• Gio. Nov 21st, 2024

Medici disoccupati a rischio emigrazione? FNOMCEO: servono oggi e non ci sono ma nel 2030 si colma il vuoto di specialisti in Italia

“Il rischio di una nuova pletora medica è concreto. Non solo: è anche imminente. Sarà infatti il 2030 l’anno in cui i nuovi specialisti andranno a colmare del tutto i vuoti lasciati negli anni precedenti dai pensionamenti e dalle dimissioni, i nuovi specialisti saranno quasi 2mila in più dei neopensionati, mentre oltre 19mila giovani, le matricole di quest’anno, si laureeranno in Medicina.

I rischio di un nuovo imbuto formativo, se le scuole di specializzazione non riusciranno ad assorbirli, e quasi sicuramente quello di un imbuto lavorativo, con medici inoccupati, disoccupati, sotto occupato.  Costretti a emigrare all’estero o a lavorare a condizioni non adeguate”.

È lo scenario prospettato dai dati forniti dal Ced della Fnomceo, la Federazione nazionale degli Ordini dei Medici chirurghi e degli Odontoiatri, elaborati dal Centro Studi e presentati oggi a Roma nel corso della conferenza stampa dell’Osservatorio giovani professionisti Fnomceo sull’accesso a Medicina.

“Come dimostrano i dati- hanno fatto sapere- tra le fasce d’età più giovani dei medici iscritti agli albi, netta è la preponderanza femminile. Tra i 24 e i 54 anni di età le donne medico sono 117642, contro gli 80905 uomini: quasi il 60%”. I medici italiani, però, sono anziani: sono 217.321 gli iscritti con più di 55 anni (tra questi, anche molti over 70 che restano iscritti esercitando, in parte, la libera professione), contro 198.547 tra i 24 e i 54 anni. Se poi si va ad analizzare la popolazione medica per fasce di età, si nota che la fascia più ‘affollata’ è quella che va dai 65 ai 69 anni. “Questo significa- hanno spiegato i medici- che siamo arrivati all’apice della gobba pensionistica, con molti medici del Servizio sanitario nazionale che stanno andando in pensione. Sono infatti 108.115 i medici pensionandi, da 59 a 69 anni, a fronte di 229625 medici attivi (quasi la metà) e 78128 medici già pensionati”.

Secondo le proiezioni, da qui al 2030 usciranno dal Servizio sanitario nazionale 78.252 dei 227.921 medici che attualmente vi operano: andranno in pensione 27568 tra Medici di Medicina generale e Pediatri di Libera Scelta, 43.370 Medici Dirigenti, 7.414 Medici Specialisti interni. Più nel dettaglio, analizzando anno per anno, vediamo che l’apice della gobba pensionistica si raggiunge già quest’anno per i Medici di Medicina Generale, nel 2025 per gli ospedalieri e gli specialisti ambulatoriali, dopodiché la curva inizia a scendere. “È dunque adesso che mancano gli specialisti e i medici di medicina generale, come la Fnomceo prevedeva già dieci anni fa”.
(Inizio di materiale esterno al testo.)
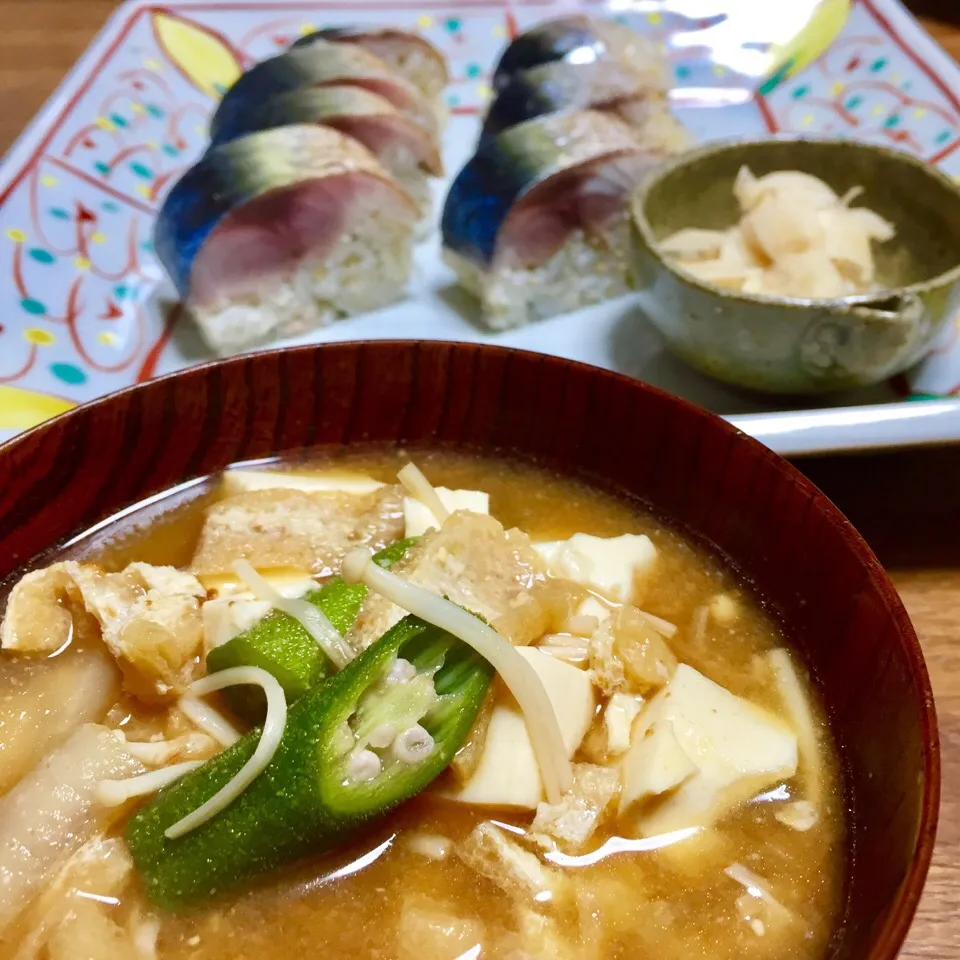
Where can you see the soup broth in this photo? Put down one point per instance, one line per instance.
(762, 881)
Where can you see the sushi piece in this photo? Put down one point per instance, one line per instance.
(410, 54)
(321, 64)
(408, 150)
(536, 222)
(579, 39)
(605, 85)
(283, 231)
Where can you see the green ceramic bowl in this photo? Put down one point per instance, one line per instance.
(794, 346)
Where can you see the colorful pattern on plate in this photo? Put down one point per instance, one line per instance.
(86, 309)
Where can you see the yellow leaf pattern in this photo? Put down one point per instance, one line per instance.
(21, 409)
(815, 38)
(204, 57)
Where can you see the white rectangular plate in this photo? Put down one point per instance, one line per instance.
(85, 309)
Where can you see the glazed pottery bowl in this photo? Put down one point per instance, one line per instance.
(795, 346)
(809, 565)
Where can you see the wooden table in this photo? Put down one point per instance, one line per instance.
(907, 505)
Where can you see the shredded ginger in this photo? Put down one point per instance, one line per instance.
(795, 238)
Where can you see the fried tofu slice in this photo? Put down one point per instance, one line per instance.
(149, 618)
(308, 530)
(572, 822)
(490, 852)
(473, 562)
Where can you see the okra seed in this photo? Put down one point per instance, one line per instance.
(383, 736)
(401, 671)
(363, 766)
(413, 745)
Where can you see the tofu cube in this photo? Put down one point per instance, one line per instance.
(592, 607)
(332, 481)
(621, 711)
(606, 565)
(655, 764)
(507, 774)
(418, 517)
(738, 750)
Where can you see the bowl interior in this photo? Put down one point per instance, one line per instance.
(695, 470)
(697, 191)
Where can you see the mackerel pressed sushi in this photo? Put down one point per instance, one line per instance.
(605, 85)
(536, 223)
(407, 149)
(282, 231)
(579, 39)
(321, 64)
(410, 54)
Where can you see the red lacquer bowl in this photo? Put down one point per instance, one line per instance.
(783, 535)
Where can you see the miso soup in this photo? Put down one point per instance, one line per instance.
(488, 712)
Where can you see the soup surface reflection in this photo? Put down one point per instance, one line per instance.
(756, 875)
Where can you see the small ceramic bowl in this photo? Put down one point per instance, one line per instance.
(806, 561)
(797, 346)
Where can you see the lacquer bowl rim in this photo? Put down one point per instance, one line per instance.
(897, 922)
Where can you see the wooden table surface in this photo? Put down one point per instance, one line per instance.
(907, 505)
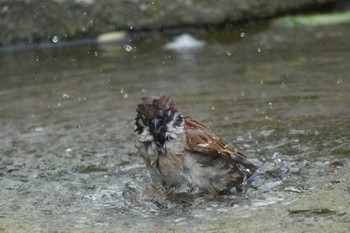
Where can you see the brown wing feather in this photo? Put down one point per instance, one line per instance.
(203, 140)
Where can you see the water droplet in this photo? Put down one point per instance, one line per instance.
(68, 152)
(127, 48)
(55, 39)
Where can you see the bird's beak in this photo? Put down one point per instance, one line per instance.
(155, 123)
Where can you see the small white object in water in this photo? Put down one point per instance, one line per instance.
(184, 42)
(127, 48)
(55, 39)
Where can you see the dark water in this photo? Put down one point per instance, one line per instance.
(282, 95)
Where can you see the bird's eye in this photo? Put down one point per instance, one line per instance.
(178, 121)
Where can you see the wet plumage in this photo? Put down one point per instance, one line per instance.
(178, 149)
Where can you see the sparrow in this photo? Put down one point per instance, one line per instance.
(178, 149)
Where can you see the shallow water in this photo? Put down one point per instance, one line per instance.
(282, 95)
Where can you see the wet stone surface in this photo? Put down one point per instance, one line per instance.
(67, 156)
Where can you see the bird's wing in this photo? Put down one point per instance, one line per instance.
(202, 139)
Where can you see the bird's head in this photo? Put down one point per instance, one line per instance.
(158, 120)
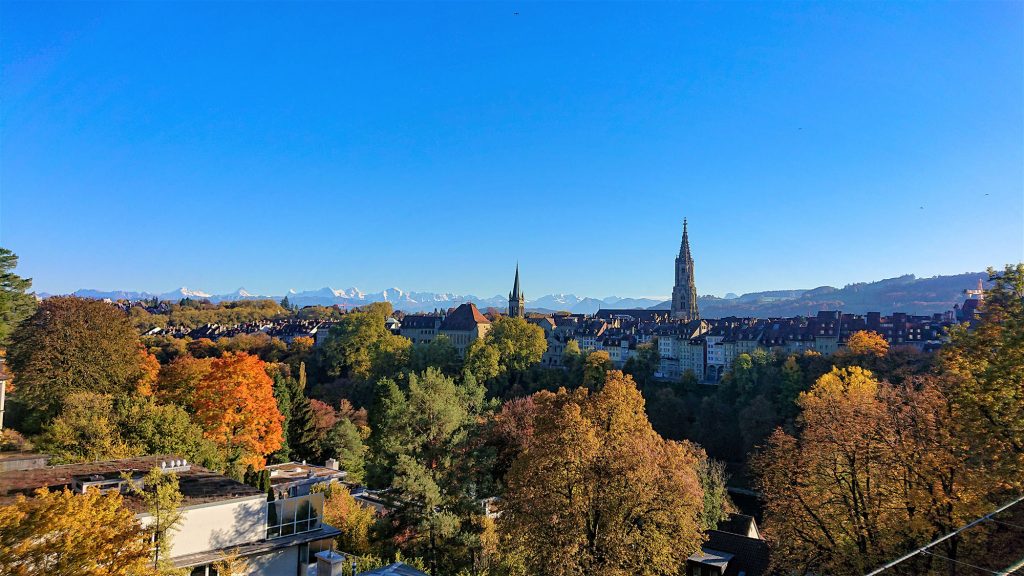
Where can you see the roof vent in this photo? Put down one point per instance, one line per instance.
(175, 465)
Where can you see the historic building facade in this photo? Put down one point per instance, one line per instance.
(684, 294)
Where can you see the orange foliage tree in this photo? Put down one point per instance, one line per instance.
(598, 491)
(179, 379)
(873, 470)
(867, 342)
(89, 534)
(235, 405)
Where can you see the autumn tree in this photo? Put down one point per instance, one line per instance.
(644, 365)
(873, 469)
(85, 430)
(353, 520)
(360, 346)
(438, 353)
(15, 301)
(64, 533)
(420, 441)
(235, 405)
(595, 369)
(598, 491)
(93, 426)
(72, 344)
(864, 342)
(985, 378)
(162, 498)
(519, 343)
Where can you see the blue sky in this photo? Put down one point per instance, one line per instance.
(147, 146)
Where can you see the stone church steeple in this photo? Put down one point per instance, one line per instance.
(517, 302)
(684, 294)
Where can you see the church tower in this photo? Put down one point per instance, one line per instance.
(684, 294)
(517, 303)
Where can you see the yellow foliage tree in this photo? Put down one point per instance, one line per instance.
(867, 342)
(598, 491)
(354, 521)
(65, 534)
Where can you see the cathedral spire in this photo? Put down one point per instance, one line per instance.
(517, 303)
(684, 246)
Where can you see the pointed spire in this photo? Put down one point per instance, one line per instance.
(684, 246)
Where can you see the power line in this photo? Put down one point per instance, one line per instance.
(962, 563)
(925, 548)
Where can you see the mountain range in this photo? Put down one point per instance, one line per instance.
(905, 293)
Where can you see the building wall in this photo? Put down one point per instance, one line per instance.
(223, 524)
(283, 563)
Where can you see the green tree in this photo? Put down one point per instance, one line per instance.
(162, 498)
(15, 301)
(985, 379)
(74, 344)
(596, 368)
(359, 345)
(645, 364)
(519, 343)
(421, 435)
(482, 361)
(345, 443)
(438, 353)
(598, 491)
(85, 430)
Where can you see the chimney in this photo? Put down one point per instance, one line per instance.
(330, 563)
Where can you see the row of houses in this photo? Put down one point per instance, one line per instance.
(708, 347)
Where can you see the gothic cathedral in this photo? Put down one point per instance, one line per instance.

Nei prossimi anni, invece, la situazione andrà normalizzandosi. E, nel 2030, si sforneranno più specialisti di quanti andranno in pensione, mentre usciranno dalla facoltà di medicina oltre 19mila medici pronti a specializzarsi. Del resto, già oggi in Italia non mancano i medici: quelli attivi ogni mille abitanti sono 5,72 (7 se consideriamo anche gli Odontoiatri), dei quali 4 lavorano nel Servizio sanitario nazionale. Numeri che portano l’Italia ai primi posti in Europa come rapporto medici per abitanti. A mancare sono soprattutto i Medici di Medicina Generale, che sono passati dai 45.382 del 2013 ai 35.398 di oggi, con un calo netto di 10mila unità; i pediatri di libera scelta, diminuiti di 1700 unità; i medici specialisti ambulatoriali interni, che hanno perso 2500 unità, passando dai 15542 del 2013 ai 12973 di oggi.

I medici ospedalieri invece, in calo sino al 2020 per il blocco del turnover, vedono ora una nuova crescita: erano 104618 nel 2013, hanno toccato un minimo di 100.703 nel 2017, sono oggi 103.145. Bisogna, infine, tener conto dei molti medici che ogni anno fuggono all’estero: quasi 39.000 dal 2019 al 2023, dei quali 11000 solo dal 2022 al 2023. I medici che emigrano sono attratti dalle retribuzioni più alte (in media, rimanendo in Europa, 60mila euro in media in più all’anno, con un massimo di 205mila euro in più in Lussemburgo, 110mila in Islanda e Olanda, 100mila in Danimarca, Irlanda e Germania) ma anche dalle condizioni di lavoro migliori.